In turn, the combination of functions makes the cost more tenable, Ren and his collaborators argue in a paper published in the journal APL Energy.
The researchers built a miniature SClev system in which they ran a matchbox-car-sized magnetic vehicle along a superconducting guideway about three-quarters of a meter long. This enabled them to show that magnets can levitate above superconductors just as superconductors can levitate above magnets – a key technical requirement of the system that hadn’t been demonstrated before.
They used liquid nitrogen to cool the superconductor in their laboratory model for the sake of convenience, but say that liquid hydrogen in the eventual full-scale system would be even more effective because it would provide an even greater levitating force.

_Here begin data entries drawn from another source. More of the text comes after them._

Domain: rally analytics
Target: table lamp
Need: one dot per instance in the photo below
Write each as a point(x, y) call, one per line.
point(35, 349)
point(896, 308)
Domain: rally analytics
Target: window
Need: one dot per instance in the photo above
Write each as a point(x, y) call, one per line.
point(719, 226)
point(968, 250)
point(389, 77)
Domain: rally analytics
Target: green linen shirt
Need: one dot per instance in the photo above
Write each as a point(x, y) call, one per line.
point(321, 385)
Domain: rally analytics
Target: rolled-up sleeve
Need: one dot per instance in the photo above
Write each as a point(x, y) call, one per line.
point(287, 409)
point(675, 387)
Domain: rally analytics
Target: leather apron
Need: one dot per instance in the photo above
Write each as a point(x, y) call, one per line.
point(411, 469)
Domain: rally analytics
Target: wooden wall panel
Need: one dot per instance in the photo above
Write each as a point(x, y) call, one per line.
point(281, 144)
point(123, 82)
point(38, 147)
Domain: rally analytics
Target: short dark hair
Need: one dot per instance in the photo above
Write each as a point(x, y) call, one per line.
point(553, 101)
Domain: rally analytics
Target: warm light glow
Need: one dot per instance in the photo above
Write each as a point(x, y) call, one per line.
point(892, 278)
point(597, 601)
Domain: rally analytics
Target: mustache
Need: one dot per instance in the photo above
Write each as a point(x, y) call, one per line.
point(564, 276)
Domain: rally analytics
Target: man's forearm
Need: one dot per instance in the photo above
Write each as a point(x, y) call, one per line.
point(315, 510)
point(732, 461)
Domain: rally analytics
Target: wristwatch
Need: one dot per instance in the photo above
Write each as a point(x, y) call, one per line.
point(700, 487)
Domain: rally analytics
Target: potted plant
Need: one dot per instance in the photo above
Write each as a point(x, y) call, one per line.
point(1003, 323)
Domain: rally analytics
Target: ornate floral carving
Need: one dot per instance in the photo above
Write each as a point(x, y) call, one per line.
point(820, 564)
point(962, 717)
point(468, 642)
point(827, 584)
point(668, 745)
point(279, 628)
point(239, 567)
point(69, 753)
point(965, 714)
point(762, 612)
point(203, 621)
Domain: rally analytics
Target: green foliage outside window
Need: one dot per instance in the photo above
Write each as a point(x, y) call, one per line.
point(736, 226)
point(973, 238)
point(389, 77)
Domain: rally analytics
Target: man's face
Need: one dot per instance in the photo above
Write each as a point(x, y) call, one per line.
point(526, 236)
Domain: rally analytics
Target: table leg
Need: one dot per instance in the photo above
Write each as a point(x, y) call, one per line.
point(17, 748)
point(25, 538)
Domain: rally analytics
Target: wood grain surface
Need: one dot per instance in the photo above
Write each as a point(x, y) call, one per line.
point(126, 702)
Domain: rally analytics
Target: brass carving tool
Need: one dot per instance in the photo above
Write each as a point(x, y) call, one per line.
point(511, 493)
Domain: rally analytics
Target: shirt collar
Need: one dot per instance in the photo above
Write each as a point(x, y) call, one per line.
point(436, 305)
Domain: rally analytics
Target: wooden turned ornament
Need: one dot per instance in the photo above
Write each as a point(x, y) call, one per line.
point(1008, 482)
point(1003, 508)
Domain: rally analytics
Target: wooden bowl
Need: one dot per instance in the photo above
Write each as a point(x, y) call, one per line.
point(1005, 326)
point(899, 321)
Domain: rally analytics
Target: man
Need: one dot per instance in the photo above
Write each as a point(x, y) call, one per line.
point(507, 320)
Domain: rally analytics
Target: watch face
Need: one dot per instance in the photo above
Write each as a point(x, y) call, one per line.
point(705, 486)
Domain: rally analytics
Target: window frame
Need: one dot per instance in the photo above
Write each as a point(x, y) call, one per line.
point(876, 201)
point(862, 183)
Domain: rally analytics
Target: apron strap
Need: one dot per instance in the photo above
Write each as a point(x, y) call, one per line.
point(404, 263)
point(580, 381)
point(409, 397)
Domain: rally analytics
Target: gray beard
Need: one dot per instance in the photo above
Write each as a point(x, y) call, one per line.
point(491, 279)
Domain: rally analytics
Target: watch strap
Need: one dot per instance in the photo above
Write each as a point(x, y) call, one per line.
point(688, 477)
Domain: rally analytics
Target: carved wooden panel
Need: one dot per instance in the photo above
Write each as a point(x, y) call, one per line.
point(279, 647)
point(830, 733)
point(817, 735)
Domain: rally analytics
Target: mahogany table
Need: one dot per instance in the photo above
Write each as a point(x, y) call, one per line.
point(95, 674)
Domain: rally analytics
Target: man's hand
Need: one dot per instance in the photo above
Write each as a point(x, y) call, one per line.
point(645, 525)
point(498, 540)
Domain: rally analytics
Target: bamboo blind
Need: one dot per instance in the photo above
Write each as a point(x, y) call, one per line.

The researchers envision retrofitting current highways with the technology, so that it could be rolled out without further need to acquire land. People could drive on the system with passenger or freight vehicles equipped with dual motors (a specialized motor for the superconducting highway and a standard motor for navigating surface streets at either end), or magnetic platforms could be used to transport standard vehicles.
Vehicles could travel the highway at speeds of 500 to 800 kilometers (nearly 500 miles) per hour. That’s almost as fast as big commercial airplanes, and could replace much passenger air travel and airborne freight transport, the researchers predict – especially because if comes without the need to adhere to fixed schedules or the rest of the airport rigamarole.
The system represents a dramatic departure from current transportation and energy transport and storage methods, but Ren is bullish on its potential. “I do not see any big questions on the technology unanswered, but more on the financial support,” he says. “I hope to see either government or private investment to start a real project to demonstrate actual installation of the concept.”